This section is intended to serve as a collection places for "dragons" in networking

If you check the forum archives, you can detect a trend: Some new users have serious troubles getting their SqueezeBox or Duet systems working. They often get frustrated.

  • Things are easiest if you only have one subnet in your network.
  • You must only have one authoritative DHCP server on your networks.
  • If you are sufficiently experienced to setup multiple DHCP servers with failovers, you don't need this section of the Wiki.
  • WiFi is a shared resource, Corruption is frequent.

One subnet in your house

It is generally advisable that you have only one TCP/IP subnet in your network. If you don't know what a subnet is, they don't worry about it, you probably only have one subnet.

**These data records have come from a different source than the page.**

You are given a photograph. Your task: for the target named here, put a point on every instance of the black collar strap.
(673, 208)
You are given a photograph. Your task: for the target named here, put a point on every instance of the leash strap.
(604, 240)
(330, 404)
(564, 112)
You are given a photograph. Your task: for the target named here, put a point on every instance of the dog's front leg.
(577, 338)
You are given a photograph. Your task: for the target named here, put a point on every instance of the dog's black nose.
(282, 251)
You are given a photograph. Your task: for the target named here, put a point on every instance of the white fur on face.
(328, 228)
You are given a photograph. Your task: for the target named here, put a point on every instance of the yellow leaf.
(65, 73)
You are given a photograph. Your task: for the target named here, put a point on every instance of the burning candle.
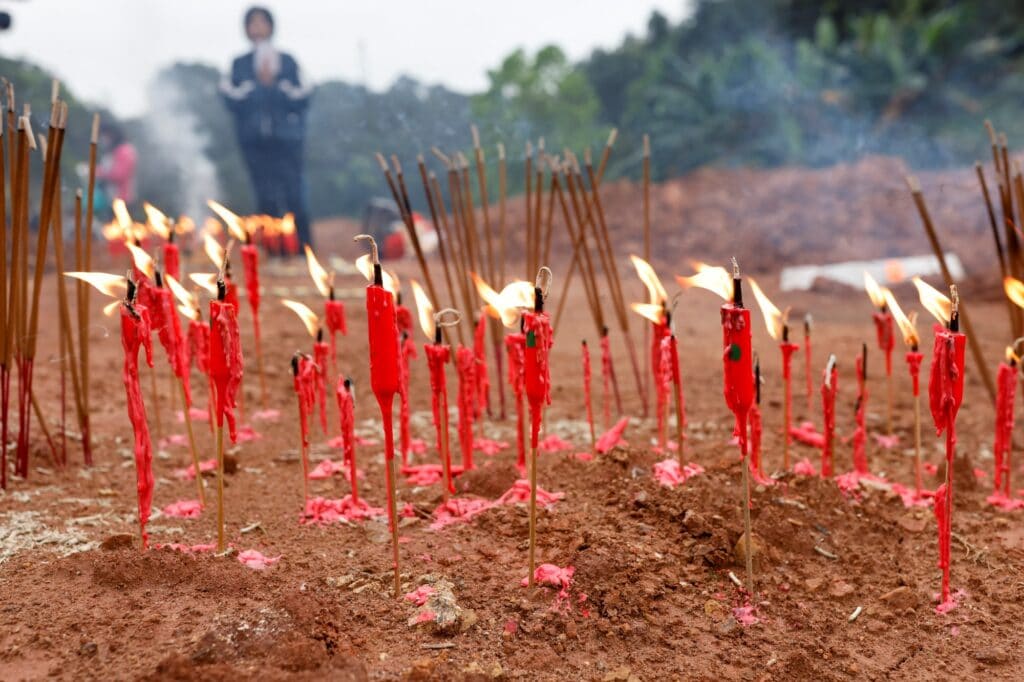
(538, 374)
(778, 329)
(135, 332)
(907, 327)
(250, 268)
(1001, 449)
(225, 373)
(438, 355)
(885, 334)
(945, 390)
(737, 370)
(383, 334)
(346, 417)
(860, 416)
(829, 388)
(334, 310)
(304, 382)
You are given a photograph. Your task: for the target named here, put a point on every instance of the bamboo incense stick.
(646, 253)
(926, 219)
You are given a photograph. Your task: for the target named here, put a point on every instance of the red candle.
(225, 359)
(172, 258)
(135, 333)
(480, 372)
(515, 344)
(945, 391)
(607, 378)
(1007, 382)
(585, 352)
(829, 387)
(334, 320)
(465, 360)
(346, 417)
(305, 383)
(438, 355)
(404, 437)
(807, 361)
(322, 357)
(382, 329)
(860, 434)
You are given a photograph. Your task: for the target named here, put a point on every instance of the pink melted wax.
(670, 474)
(553, 443)
(548, 574)
(459, 510)
(420, 595)
(519, 494)
(322, 510)
(183, 509)
(488, 446)
(805, 468)
(195, 413)
(188, 473)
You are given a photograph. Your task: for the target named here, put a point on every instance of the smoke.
(182, 174)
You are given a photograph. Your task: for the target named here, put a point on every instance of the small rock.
(992, 656)
(900, 599)
(841, 589)
(757, 551)
(118, 541)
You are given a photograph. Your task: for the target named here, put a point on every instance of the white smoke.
(173, 130)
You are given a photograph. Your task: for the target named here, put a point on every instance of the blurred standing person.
(269, 101)
(116, 170)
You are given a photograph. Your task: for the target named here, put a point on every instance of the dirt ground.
(650, 598)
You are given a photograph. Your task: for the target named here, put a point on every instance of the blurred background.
(728, 83)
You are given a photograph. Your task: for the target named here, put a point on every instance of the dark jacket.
(266, 113)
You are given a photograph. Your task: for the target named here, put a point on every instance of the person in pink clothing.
(117, 169)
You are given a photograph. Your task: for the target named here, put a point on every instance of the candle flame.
(652, 311)
(775, 320)
(307, 316)
(875, 292)
(157, 220)
(321, 276)
(934, 301)
(213, 250)
(230, 219)
(207, 281)
(714, 279)
(365, 265)
(1015, 290)
(109, 285)
(509, 303)
(424, 309)
(907, 324)
(143, 261)
(655, 292)
(121, 215)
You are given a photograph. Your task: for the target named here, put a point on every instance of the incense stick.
(926, 219)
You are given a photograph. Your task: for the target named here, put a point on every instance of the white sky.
(109, 49)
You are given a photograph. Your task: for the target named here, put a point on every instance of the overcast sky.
(109, 49)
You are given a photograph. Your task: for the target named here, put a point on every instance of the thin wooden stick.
(502, 190)
(926, 219)
(646, 253)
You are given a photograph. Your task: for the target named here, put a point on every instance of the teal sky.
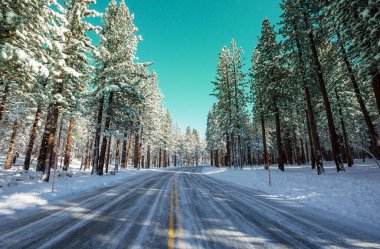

One DHCP server to rule them all

Each subnet should have only one DHCP server allocating addresses. People can sometimes accidentally end up with two DHCP servers running if they have two routers, wireless access points or other networking devices on their network.

WiFi is shared

The reason that wireless networks are popular and cheap is that they operate on the unregulated 2.4gHz frequency. The good news is that it generally works, and the mass market acceptance has made WiFi inexpensive. But, and this is a big but since it is unregulated, there is no one in charge, and interference can be a serious problem.

If you think you are having WiFi interference problems, try switching your wireless access point/router to a different WiFi channel.